Lexa mulai merengkuh foto itu, membayangkan jika yang rengkuh adalah Lucas, kekasihnya.

"Aku kangen kamu, kamu tahu?" Gadis yang sudah berganti dengan skinny jeans hitam dan kaos abu-abu itu mulai terisak, "aku kangen dipeluk kamu, Lucas. Aku kangen dicium kamu."

Setelah itu hening melanda kamar dengan nuansa senja itu. Lexa sudah tidak terisak. Meskipun begitu, air mata gadis itu masih mengalir. Pandangan Lexa kosong terarah pada langit-langit kamar. Kepalanya tiba-tiba terpikirkan hal-hal yang ia lalui hari ini: untuk pertama kalinya setelah lulus SMA, ia kembali mengenakan rok span; make up yang tadi Melissa poleskan pada wajah Lexa, pada ciuman Dylan, hingga pada pembicaraannya dengan Leo dan Angel di BeeBakery tadi setelah pulang—astaga Dylan!

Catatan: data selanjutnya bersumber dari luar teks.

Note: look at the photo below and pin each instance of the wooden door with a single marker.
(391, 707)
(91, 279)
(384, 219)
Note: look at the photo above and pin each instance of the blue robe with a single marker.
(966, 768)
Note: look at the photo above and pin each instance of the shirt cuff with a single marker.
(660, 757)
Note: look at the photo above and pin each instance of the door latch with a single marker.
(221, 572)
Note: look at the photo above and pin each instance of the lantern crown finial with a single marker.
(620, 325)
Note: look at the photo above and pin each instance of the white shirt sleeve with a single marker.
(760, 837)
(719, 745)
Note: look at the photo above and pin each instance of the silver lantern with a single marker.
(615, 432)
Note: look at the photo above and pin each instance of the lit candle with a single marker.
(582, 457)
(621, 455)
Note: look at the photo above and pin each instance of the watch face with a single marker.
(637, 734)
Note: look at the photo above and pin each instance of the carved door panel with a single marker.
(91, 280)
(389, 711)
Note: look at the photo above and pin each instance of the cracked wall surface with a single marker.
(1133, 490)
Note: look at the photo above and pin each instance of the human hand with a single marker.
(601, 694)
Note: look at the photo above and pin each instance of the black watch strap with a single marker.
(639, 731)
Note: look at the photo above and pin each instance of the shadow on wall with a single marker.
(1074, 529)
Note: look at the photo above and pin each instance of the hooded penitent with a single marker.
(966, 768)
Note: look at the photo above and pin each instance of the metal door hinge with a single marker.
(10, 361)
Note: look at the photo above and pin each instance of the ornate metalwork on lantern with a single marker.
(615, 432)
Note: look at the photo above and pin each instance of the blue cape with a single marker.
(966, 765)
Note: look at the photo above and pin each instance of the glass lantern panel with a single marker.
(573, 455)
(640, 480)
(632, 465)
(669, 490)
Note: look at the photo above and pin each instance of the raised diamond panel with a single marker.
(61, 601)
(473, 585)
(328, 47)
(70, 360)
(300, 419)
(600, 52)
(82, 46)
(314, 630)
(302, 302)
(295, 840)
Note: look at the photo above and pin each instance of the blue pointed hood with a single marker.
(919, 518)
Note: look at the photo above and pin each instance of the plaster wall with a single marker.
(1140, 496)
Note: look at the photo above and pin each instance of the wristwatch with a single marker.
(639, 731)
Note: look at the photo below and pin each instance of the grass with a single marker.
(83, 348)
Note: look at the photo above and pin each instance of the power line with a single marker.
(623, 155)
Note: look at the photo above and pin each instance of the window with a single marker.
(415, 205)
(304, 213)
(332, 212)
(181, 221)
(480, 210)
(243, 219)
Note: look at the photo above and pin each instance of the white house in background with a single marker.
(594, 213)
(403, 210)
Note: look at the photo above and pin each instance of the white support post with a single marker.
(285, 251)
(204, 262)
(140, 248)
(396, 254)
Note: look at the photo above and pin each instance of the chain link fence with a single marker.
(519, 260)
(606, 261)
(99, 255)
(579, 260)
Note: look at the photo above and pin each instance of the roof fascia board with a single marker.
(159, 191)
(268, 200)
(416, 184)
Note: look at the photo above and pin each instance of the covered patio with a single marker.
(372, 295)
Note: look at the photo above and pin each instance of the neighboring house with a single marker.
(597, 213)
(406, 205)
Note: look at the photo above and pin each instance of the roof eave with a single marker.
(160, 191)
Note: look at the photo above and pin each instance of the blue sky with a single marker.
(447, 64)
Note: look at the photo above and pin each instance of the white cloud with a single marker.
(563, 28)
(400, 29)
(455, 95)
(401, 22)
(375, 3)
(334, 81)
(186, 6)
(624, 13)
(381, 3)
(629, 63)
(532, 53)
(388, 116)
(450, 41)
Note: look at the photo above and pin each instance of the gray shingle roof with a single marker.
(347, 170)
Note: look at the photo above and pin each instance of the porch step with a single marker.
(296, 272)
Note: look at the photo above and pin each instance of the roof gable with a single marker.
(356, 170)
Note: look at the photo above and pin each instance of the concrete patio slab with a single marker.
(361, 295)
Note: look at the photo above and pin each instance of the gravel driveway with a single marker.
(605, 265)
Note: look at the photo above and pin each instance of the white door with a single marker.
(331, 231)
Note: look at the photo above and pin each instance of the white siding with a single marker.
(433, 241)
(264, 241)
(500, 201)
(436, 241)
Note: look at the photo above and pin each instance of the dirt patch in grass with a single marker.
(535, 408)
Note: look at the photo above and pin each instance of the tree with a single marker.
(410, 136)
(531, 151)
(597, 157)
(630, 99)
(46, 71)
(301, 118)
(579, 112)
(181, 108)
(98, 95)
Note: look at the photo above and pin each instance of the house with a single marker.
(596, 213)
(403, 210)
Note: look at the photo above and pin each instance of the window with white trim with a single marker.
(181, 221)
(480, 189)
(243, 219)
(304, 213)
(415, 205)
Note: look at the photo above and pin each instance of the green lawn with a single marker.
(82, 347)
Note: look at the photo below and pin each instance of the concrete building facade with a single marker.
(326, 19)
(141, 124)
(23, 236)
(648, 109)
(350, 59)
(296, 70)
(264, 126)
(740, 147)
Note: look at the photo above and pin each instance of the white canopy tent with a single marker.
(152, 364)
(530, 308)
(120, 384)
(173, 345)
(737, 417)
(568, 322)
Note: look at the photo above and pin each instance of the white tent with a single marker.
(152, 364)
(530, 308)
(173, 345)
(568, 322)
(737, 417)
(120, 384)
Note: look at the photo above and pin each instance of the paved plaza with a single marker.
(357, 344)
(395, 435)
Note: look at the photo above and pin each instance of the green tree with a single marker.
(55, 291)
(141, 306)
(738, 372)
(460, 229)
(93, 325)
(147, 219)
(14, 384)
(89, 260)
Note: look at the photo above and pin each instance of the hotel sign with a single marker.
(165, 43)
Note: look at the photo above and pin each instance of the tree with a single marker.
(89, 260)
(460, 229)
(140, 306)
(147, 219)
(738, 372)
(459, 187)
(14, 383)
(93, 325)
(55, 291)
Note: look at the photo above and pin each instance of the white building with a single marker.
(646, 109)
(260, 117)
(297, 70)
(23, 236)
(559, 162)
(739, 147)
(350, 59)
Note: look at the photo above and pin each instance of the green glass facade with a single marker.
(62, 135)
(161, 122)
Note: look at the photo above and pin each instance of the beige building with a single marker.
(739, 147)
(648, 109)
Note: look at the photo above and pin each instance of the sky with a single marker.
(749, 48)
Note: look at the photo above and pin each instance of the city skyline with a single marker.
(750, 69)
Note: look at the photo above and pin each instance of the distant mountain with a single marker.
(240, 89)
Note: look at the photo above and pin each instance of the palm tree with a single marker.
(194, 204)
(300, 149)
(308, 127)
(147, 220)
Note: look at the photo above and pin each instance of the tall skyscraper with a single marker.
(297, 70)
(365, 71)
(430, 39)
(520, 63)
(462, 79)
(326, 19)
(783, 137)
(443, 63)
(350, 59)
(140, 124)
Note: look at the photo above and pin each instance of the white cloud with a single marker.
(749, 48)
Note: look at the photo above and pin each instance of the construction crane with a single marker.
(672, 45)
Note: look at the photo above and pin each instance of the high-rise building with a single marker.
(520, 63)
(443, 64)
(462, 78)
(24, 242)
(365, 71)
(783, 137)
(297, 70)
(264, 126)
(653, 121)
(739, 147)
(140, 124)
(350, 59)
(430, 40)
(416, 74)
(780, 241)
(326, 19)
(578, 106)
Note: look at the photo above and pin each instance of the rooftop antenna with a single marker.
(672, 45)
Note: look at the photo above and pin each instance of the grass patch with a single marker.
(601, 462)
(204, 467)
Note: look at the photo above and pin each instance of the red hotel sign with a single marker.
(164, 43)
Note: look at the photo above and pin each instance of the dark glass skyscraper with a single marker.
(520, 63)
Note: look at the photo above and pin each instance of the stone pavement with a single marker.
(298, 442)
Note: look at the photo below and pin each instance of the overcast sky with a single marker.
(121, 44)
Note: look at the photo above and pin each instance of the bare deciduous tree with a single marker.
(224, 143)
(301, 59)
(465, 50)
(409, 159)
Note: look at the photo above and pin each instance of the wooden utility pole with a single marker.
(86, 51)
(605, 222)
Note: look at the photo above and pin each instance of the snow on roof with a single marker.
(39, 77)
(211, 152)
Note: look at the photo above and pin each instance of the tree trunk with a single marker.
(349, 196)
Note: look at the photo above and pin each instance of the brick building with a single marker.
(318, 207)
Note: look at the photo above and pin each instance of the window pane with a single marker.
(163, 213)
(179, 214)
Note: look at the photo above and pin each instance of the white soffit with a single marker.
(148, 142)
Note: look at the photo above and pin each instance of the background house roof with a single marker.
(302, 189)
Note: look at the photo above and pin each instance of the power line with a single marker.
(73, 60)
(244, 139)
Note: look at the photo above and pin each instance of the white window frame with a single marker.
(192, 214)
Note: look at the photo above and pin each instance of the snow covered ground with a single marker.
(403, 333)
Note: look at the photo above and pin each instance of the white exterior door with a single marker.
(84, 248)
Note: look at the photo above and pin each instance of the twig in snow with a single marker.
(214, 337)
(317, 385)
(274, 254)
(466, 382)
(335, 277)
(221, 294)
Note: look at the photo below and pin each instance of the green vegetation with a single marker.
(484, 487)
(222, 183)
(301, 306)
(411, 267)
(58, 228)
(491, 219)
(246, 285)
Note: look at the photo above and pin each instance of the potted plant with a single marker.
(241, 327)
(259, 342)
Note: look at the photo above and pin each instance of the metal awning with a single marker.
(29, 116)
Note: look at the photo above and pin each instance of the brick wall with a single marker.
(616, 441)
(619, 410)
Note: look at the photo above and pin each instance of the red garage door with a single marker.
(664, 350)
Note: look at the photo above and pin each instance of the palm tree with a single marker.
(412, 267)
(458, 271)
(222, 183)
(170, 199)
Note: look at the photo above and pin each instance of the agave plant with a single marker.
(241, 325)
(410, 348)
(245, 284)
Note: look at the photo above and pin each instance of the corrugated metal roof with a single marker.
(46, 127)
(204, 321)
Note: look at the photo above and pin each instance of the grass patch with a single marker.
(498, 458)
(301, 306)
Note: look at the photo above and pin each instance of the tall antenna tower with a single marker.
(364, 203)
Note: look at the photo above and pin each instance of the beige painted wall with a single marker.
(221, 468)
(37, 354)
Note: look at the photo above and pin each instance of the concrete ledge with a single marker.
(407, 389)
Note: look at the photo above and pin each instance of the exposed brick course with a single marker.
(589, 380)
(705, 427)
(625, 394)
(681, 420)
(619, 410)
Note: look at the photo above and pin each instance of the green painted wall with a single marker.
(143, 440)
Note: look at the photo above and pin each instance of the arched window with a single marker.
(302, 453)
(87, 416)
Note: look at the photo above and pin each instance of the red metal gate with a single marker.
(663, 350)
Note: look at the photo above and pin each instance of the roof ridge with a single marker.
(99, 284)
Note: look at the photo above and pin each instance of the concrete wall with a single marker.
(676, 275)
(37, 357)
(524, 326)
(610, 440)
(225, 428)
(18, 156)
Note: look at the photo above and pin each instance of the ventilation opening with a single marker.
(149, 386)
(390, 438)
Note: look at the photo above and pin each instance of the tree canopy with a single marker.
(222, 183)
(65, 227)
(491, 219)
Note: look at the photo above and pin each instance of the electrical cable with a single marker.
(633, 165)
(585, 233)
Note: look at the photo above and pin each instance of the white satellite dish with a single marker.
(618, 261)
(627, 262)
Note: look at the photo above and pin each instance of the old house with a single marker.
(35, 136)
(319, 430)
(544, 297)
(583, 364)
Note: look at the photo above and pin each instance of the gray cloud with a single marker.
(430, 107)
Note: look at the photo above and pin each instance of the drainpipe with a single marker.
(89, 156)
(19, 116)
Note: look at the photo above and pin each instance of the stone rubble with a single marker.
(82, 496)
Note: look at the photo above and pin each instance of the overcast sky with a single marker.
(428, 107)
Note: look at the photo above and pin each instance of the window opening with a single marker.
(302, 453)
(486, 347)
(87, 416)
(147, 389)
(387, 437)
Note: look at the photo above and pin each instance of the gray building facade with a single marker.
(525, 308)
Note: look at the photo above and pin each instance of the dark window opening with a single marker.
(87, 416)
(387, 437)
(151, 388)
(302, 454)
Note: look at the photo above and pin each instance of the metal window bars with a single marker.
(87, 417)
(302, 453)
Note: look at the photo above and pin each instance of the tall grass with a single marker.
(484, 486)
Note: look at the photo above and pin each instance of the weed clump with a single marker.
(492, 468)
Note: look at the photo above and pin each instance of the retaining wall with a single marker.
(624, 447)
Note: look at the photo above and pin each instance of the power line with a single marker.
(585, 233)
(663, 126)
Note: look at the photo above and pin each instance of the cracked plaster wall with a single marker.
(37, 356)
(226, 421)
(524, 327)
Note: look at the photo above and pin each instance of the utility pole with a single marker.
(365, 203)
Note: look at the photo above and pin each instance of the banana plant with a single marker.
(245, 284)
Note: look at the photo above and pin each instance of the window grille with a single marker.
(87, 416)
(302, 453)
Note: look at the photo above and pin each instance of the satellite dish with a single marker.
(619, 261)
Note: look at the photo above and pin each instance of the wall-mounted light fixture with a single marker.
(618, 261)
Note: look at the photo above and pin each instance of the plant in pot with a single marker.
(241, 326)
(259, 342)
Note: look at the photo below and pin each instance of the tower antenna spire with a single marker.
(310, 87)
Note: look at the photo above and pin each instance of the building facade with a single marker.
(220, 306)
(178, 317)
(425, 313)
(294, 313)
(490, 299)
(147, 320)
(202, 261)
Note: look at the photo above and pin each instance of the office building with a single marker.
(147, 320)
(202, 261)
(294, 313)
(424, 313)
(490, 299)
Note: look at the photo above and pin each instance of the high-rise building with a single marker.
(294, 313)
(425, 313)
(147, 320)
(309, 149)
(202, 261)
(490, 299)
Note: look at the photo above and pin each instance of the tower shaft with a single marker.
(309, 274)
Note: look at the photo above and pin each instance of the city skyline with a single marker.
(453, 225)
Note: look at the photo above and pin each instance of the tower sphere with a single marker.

Lexa buru-buru duduk, meletakkan kembali kenangannya pada meja belajar. Lexa meraih ponselnya di dalam tas, mencari kontak Leo lalu menelepon lelaki itu.

"Ya, Lexa?"

"Mas Leo tadi nggak beneran nampar Dylan pakai sepatu boot Mas Leo, kan?"

"Nampar gimana? Kamu ini ngelindur apa gimana, sih? Hey, ini masih jam 8 malam."

"Pembicaraan kita tadi siang, Mas." Lexa berujar gemas, berusaha mengingatkan Leo pada pembicaraan mereka berdua tentang Dylan dan kelakuan konyolnya itu.

"Oh, itu. Mas Leo nggak ngapa-ngapain Dylan, Lexa. Kamu tenang aja."

Lexa mengembuskan napas lega. "Thanks, Mas Leo."

"Sama-sama, Adik kecil. Tapi nggak tahu ya kalau Angel yang nampar Dylan pakai heels dia." Panggilan terputus, membuat Lexa kembali merasa gusar.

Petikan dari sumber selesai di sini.